Following press reports that he is considering passing a debt ceiling bill with the help of Democratic votes, Speaker John Boehner assured his colleagues in a closed-door meeting that his insistence the government will not default doesn’t mean he won’t fight for spending cuts and other reforms in the bill that raises the debt ceiling.

“We are not going to default on the U.S. debt. We never have, we never will. If anybody defaults it’ll be the president who doesn’t write the check. But the speaker was very clear today that, while we’re not going to default, but there will be a negotiation. Even though the president says there will not be, there will be,” said Representative Phil Roe of Tennessee.

Boehner argued “the media is wrong,” said Representative John Fleming of Lousiana, and that Boehner’s insistence that the government will not default on its debts “shouldn’t be misconstrued as saying we’re not going to challenge Democrats in that debate.”

As a follow-up to my post earlier wondering where this all ends, read Robert Costa’s new one about which way the House GOP is tilting.

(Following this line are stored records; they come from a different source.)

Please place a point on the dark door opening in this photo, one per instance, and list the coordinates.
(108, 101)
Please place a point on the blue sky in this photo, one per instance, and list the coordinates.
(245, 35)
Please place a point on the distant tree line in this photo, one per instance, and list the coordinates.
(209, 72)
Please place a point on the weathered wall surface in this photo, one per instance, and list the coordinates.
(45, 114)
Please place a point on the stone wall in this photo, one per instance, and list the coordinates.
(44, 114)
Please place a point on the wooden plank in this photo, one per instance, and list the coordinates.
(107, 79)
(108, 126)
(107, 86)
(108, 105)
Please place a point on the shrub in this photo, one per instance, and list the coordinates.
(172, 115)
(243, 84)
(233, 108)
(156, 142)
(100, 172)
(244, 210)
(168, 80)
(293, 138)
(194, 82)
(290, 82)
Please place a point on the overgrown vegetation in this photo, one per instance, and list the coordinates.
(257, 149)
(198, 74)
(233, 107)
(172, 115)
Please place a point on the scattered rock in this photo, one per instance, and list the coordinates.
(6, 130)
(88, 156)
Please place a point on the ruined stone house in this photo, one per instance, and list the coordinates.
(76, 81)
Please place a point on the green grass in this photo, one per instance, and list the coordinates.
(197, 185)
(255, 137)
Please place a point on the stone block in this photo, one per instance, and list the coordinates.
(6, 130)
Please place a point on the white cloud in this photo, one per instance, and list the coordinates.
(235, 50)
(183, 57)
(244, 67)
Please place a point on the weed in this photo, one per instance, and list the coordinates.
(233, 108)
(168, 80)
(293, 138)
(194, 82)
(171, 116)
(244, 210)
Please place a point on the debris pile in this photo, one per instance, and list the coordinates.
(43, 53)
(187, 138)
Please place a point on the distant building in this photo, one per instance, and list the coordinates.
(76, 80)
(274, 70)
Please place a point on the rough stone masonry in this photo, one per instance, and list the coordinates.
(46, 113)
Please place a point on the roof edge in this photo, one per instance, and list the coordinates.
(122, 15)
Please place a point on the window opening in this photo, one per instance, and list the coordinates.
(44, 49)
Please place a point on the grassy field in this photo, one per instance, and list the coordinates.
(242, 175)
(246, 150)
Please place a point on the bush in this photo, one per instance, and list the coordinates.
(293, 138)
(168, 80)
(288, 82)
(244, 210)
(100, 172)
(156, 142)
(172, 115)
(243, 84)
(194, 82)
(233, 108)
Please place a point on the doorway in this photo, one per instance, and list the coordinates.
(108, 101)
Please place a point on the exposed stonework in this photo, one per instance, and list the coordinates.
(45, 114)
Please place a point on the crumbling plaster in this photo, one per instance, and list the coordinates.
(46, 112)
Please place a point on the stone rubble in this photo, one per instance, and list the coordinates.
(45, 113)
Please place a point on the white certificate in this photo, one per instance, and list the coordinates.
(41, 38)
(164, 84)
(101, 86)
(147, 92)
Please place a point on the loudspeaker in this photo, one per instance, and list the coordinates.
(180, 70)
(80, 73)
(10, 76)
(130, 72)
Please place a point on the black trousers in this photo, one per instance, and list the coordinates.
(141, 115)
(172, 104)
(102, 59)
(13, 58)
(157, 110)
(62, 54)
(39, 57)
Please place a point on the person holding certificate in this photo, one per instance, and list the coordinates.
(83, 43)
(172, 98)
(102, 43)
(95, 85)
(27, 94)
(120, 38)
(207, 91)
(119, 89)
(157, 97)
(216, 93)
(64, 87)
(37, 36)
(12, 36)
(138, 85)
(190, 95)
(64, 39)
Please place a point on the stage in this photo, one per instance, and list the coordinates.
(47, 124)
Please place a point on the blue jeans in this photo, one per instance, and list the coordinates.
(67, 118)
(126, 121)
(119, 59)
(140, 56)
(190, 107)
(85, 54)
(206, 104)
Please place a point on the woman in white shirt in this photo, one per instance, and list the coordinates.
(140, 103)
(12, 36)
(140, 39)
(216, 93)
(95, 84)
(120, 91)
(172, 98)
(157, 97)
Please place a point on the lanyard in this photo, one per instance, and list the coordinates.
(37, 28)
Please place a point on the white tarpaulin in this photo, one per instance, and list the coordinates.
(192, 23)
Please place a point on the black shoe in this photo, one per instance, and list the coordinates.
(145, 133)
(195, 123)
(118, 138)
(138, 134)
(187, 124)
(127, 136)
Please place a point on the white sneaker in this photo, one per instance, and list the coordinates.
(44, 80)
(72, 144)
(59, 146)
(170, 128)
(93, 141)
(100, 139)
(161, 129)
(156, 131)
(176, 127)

A little of this, a little of that: They’re apparently going to ask for the medical-device tax to be repealed, as a token concession to whittling away at ObamaCare; some form of entitlement reform, possibly involving chained CPI and means-testing Medicare; and a “short-term mechanism” on tax reform that would point the two parties towards a bigger deal later. O won’t agree to all of that but he might agree to enough that’ll let Boehner save face sufficiently to get a majority of Republicans. It’s either that or the discharge petition — and if Obama’s gambling the debt ceiling on moderate Republicans’ willingness to vote with Pelosi, he’s gambling a lot.